Y es que antes del pitido inicial, el club presentó sobre el césped a Carlos Baleba, fichaje de 70 millones procedente de Brighton. El mensaje es evidente: en el mediocampo ya no hay sillas garantizadas. Cada partido es un examen. Mainoo aprobó con nota alta en el primero serio del curso.
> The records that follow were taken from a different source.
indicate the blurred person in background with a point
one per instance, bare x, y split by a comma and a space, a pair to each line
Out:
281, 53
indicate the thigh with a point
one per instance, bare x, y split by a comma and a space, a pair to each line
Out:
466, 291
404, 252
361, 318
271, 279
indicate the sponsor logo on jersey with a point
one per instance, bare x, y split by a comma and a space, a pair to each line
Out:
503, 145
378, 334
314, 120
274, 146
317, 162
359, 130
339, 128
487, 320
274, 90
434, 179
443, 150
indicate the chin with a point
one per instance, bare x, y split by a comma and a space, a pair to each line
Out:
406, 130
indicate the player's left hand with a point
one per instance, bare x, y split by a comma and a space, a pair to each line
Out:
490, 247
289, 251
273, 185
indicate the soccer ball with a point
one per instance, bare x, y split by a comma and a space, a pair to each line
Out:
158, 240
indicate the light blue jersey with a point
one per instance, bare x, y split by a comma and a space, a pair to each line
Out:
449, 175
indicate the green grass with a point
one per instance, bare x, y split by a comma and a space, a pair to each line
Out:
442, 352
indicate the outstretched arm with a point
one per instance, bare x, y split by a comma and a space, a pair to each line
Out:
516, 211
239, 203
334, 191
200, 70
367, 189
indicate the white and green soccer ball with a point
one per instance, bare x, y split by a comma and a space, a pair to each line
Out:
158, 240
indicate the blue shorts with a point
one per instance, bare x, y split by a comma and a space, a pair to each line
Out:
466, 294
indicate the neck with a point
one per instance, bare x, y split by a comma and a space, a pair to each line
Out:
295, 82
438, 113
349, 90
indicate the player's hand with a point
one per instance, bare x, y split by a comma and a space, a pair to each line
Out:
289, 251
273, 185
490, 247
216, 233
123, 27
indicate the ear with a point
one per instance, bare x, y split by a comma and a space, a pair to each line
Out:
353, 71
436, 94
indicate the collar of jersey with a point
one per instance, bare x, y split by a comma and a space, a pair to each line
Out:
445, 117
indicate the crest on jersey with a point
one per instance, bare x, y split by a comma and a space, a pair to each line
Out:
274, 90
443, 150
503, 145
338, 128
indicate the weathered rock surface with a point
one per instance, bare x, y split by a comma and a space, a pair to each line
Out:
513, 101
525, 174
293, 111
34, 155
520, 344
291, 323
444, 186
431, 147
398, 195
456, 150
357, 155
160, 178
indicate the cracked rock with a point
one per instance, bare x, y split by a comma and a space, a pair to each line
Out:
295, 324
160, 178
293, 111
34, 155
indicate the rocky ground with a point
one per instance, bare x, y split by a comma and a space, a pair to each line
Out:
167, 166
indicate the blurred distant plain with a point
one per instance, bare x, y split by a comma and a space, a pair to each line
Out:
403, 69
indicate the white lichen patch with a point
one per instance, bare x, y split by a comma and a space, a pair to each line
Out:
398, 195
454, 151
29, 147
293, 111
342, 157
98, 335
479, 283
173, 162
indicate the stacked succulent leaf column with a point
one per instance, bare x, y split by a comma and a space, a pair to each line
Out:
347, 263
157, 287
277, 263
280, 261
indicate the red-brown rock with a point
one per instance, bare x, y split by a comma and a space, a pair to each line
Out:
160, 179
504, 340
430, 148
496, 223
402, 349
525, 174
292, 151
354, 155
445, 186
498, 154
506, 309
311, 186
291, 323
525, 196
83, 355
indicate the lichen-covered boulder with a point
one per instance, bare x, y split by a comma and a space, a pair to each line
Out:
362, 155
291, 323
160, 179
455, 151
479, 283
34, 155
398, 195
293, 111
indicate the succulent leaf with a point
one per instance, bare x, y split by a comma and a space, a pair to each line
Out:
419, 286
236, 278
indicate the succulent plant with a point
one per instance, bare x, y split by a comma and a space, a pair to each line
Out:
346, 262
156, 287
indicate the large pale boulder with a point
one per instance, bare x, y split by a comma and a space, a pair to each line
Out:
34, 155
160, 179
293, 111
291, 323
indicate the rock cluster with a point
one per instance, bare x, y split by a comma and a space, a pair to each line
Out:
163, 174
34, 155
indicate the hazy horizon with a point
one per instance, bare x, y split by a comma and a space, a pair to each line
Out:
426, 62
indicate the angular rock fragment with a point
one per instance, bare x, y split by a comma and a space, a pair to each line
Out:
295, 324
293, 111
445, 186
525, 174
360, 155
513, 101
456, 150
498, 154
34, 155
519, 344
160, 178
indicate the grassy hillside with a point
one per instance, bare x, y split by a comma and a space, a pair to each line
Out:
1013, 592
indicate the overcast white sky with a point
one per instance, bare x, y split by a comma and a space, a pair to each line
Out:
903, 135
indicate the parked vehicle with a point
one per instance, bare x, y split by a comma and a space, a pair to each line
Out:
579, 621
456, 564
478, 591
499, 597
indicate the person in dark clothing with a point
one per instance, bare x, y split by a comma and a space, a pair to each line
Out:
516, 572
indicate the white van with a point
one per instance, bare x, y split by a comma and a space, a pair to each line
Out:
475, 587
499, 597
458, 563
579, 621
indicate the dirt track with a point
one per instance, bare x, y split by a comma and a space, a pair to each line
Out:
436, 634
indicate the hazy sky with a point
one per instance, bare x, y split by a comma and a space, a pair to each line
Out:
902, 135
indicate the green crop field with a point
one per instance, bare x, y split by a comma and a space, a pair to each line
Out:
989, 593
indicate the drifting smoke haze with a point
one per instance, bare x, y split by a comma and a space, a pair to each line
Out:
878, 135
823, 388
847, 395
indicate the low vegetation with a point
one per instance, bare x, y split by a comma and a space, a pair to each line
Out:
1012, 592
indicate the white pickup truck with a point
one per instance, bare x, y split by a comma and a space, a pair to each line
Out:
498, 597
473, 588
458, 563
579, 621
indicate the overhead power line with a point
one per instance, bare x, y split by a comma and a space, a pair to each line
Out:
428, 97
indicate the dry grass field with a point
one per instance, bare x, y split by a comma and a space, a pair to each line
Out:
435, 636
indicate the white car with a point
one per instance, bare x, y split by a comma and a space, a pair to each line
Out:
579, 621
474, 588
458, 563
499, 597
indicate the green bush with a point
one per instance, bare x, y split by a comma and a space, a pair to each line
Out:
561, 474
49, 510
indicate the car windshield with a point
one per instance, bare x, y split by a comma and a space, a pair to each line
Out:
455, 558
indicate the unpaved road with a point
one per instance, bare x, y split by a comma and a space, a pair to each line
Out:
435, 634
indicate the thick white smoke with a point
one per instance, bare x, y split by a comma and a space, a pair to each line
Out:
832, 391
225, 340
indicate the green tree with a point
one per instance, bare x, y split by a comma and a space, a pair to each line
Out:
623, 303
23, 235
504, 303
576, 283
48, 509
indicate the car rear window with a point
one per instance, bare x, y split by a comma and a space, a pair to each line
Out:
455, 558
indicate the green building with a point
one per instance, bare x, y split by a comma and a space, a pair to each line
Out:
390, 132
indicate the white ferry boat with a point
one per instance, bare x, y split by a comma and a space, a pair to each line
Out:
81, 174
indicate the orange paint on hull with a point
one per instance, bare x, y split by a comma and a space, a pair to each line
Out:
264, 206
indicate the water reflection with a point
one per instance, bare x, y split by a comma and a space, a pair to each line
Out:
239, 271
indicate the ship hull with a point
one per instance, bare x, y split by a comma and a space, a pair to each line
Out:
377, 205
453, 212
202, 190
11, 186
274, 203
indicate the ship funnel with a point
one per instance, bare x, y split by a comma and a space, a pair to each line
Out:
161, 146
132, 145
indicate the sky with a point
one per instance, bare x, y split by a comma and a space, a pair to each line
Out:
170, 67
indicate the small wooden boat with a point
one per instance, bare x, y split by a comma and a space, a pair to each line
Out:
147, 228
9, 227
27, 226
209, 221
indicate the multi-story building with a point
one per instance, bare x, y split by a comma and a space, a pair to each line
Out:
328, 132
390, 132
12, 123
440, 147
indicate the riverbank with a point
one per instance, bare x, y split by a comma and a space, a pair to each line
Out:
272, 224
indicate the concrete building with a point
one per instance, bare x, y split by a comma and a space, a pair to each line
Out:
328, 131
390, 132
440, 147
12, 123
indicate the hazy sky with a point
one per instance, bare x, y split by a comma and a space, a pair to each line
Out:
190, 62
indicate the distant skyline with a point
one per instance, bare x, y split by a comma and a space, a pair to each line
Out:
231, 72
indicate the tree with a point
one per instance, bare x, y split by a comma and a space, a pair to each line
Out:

Competencia feroz y respuesta inmediata

La presión en Man Utd no espera. La derrota en Hull dejó ruido y dudas. El discurso de Carrick, sin embargo, fue firme: perder no significa que “todo esté mal” ni que falten pasión o líderes. Lo importante es cómo se responde.

Ante Ipswich, la respuesta fue contundente. El equipo se levantó rápido del golpe, justo como reclama su entrenador. “Los mejores equipos pierden partidos, pero también saben reponerse”, recordó Carrick, satisfecho con la forma en que su vestuario ha reaccionado a distintos contratiempos desde su llegada hace seis o siete meses.

Bruno como bandera, Mainoo como base, Baleba como amenaza que llega para apretar aún más la competencia. El centro del campo de United se ha convertido en un territorio de alto nivel y alta exigencia.

La goleada, el ‘hat-trick’, los elogios y la puesta en escena de un fichaje millonario dejan una pregunta en el aire: ¿hasta dónde puede llegar este equipo si noches como la de Old Trafford se convierten en costumbre y no en excepción?